ワーーーー!と、大きな歓声が辺りを包んだ。

場所は、スマブラのバトルステージ。

今日は、Miiファイター射撃のミセラが、『百人組み手』をするのだ。



Ready Go!

バトル開始のアナウンスが流れると、一斉にバトルステージに“謎のMii軍団”が、舞い降りて来た。

舞い降りてくる“謎のMii軍団”の人数は100人。

これをミセラ1人が応戦するのだ。

とはいえ、百人組み手の“謎のMii軍団”は、かつての“謎のザコ敵軍団”のように、強攻撃で吹っ飛ばせる。

中には骨のある奴もいるが。


この“謎のMii軍団”は、名前の通り、正体不明のMiiの軍団なのだが-----

「見覚えのある顔もいるのよねえ・・・」

ミセラは、そうつぶやいた。


強攻撃や、現れたアイテムで、“謎のMii軍団”を撃退していくミセラ。

そんな中、思いもがけないMiiが現れた。

「久しぶりねえ、ミセラ」

そんな言葉をかけられ、ミセラは驚いた。

「あ・・・あなたは・・・」

驚くミセラの様子を見、現れたMiiは鼻で笑った。

「そうよ。
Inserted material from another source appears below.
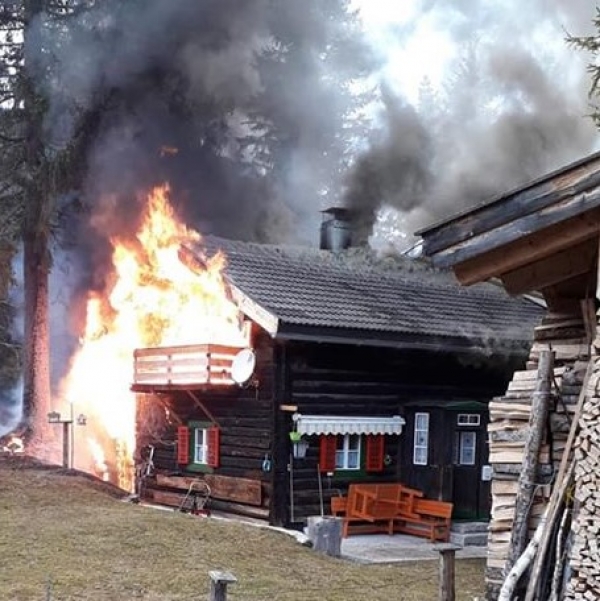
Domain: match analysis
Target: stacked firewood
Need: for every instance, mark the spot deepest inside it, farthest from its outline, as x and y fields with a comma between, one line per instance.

この場で、恨みを晴らさせてもらうわ・・・」


ドンッ!

そんな音を立て、ミセラの身体は壁に押し付けられた。

「きゃあっ!」

思わぬ攻撃をされ、ミセラは悲鳴のような声をあげてしまった。

「へえ・・・女の子みたいな、そんな声あげるんだぁ?」

邪悪な笑みを浮かべ、現れたMiiは、ミセラの身体を壁に強く押し付け始めた。


「や・・・やめて苦しい・・・」

そんな2人のやり取りを、他の“謎のMii軍団”の者は、見物をしていた。

誰ひとり、ミセラを助けようとはせず、そして、現れたMiiの行動を止めようとはせずに-----



-----やめて、苦しい・・・


----誰か助けて・・・



しかし、今バトルステージ上で起きている事は、誰も手出しは出来なかった。

バトル中は、他のファイターの入場は禁止しているのだ。

ただし、部外者の乱入に限り、排除目的で係員の入場は可、という規定があるのだが。

ただ、ミセラの身体を押し付けているのは、“謎のMii軍団”のひとりである。

なので部外者ではない。



「だ・・・誰か助けて・・・」

助けを求めるかのごとく、ミセラは手を伸ばした。

その手の先にある物は、けたたましく鳴る物であった。

けたたましく鳴る品物に、伸ばした手、その先にある物は-----


目覚まし時計だった。


ジリリリリリリリリ!!と、激しい音がする。